I am the only Canadian Member of Parliament, other than Environment Minister Leona Aglukkaq, attending COP20.  But I am far from the only Canadian here with a goal of real climate action.  Both the Ontario and Quebec Ministers of Environment are here and their sights are set on deeper reduction cuts led by sub-national governments.  Glen Murray, Ontario’s minister, is an old friend of mine from his days as Mayor of Winnipeg.  His presence here, along with his Quebec counterpart David Heurtel, hold hope that other national delegations will realize that Canada’s views on the need for climate action are not reflected in our national policies under Stephen Harper. 

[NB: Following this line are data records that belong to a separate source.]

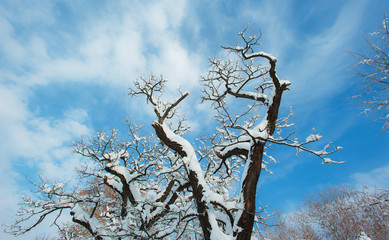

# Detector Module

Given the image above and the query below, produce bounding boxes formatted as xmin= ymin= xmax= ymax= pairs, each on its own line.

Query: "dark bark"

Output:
xmin=152 ymin=122 xmax=211 ymax=240
xmin=236 ymin=143 xmax=264 ymax=240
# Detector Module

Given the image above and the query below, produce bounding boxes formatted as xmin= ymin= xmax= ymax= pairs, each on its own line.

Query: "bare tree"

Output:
xmin=351 ymin=15 xmax=389 ymax=131
xmin=6 ymin=30 xmax=339 ymax=239
xmin=265 ymin=185 xmax=389 ymax=240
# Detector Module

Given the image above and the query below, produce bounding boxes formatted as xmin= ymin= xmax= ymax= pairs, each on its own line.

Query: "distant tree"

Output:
xmin=6 ymin=27 xmax=339 ymax=239
xmin=351 ymin=16 xmax=389 ymax=131
xmin=263 ymin=186 xmax=389 ymax=240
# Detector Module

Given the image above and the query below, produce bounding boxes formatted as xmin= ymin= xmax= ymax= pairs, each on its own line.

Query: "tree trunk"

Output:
xmin=236 ymin=143 xmax=264 ymax=240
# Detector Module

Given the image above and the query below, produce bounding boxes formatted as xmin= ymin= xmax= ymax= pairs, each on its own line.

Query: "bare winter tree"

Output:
xmin=263 ymin=185 xmax=389 ymax=240
xmin=6 ymin=30 xmax=339 ymax=239
xmin=351 ymin=16 xmax=389 ymax=131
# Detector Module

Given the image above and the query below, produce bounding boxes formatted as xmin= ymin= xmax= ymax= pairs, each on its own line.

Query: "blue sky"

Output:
xmin=0 ymin=0 xmax=389 ymax=239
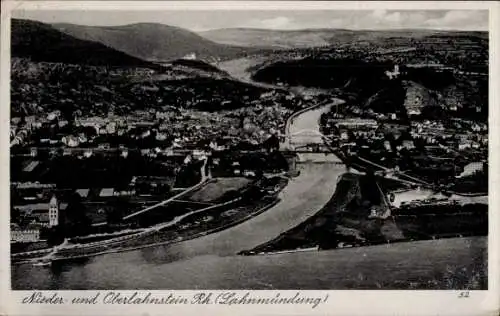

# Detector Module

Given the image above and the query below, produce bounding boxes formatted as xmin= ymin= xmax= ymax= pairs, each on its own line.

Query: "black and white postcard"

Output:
xmin=0 ymin=1 xmax=500 ymax=316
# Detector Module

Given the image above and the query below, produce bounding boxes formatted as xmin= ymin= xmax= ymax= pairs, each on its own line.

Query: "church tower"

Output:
xmin=49 ymin=195 xmax=59 ymax=227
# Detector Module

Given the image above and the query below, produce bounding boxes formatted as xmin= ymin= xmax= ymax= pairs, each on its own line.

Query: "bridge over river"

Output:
xmin=12 ymin=59 xmax=486 ymax=292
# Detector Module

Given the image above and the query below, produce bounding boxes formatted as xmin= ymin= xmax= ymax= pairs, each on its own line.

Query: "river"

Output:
xmin=11 ymin=60 xmax=487 ymax=290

These conferences create opportunities for like-minded jurisdictions, whether cities, states or provinces to work on their own deals.  Imagine California, Ontario and Quebec working for deeper cuts.  The populations of those jurisdictions begin to form the critical mass to drive national governments.

So far reports of the first week show some encouraging progress in negotiating the elements of a text for COP21.  I look forward to picking up my credentials (once again I am not allowed on the Canadian delegation) and getting to work tomorrow. Will write a blog a day to keep you up to date.